One noteworthy application of enzymic prowess lies in the production of fructose from inulin. Inulin, a linear β-2,1-linked fructose polymer initiated by a glucose unit, is found in the roots of plants like chicory and Jerusalem artichoke. The enzymic hydrolysis of inulin to fructose involves a strategic combination of exo-inulinase (EC 126.96.36.199) and endo-inulinase (EC 188.8.131.52). A notable example is Fructozyme™, a product derived from a specially selected strain of Aspergillus niger, manufactured by Novo Nordisk, as documented by Zittan in 1981 and outlined in the application sheet of 1993.
The extraction of inulin from plant material involves a meticulous diffusion process at elevated temperatures. The resulting raw juice undergoes purification through methods akin to those used in sugar beet processing, including liming and carbonation, followed by decolorization using carbon. For optimal performance of Fructozyme, a dry substance content in the raw juice ranging from 15-25% is recommended. Achieving a degree of hydrolysis exceeding 98% is feasible within a timeframe of 12 to 48 hours, contingent on the enzyme dosage. The resulting fructose syrup can be utilized directly or blended to produce a 55% fructose syrup. Alternatively, the purified syrup serves as a precursor for the production of crystalline fructose, as detailed in the application sheet of 1993.
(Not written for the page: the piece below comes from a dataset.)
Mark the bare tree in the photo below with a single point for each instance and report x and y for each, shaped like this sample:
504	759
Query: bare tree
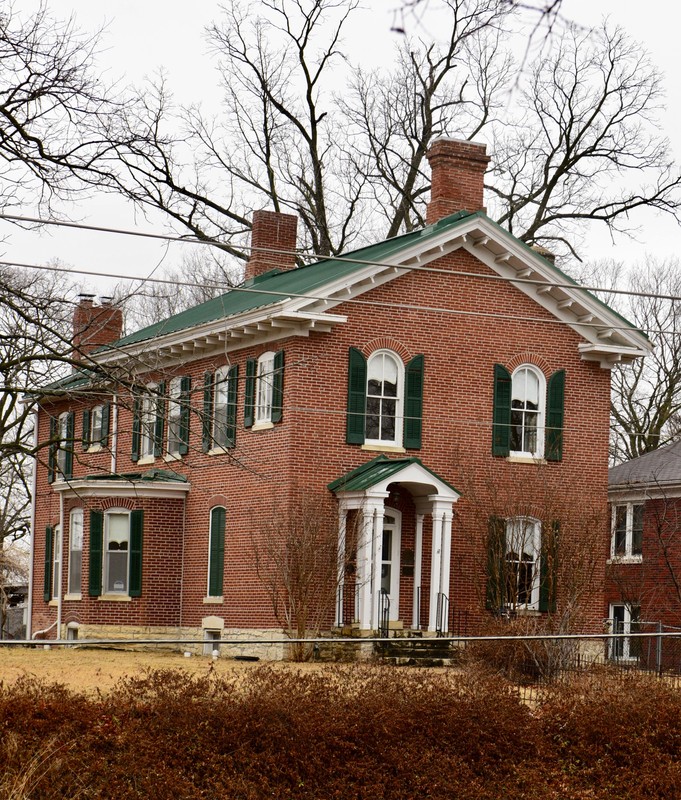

Enzymatic hydrolysis also plays a pivotal role in the conversion of sucrose to glucose and fructose. Invertase, the enzyme responsible for this transformation, finds application in the confectionery industry, notably in products like ‘After Eight Mints.’ Here, invertase facilitates the conversion of easily crystallized sucrose into a less crystallizable glucose-fructose mixture, transforming the hard sucrose core into the soft center that delights our palates, as revealed by Bains in 1993.
As the intricate dance of enzymes continues to shape the landscape of starch modification, these novel developments hold promise for the advancement of various industries, from food production to pharmaceuticals, ushering in a future where the manipulation of starches becomes an art guided by enzymic precision.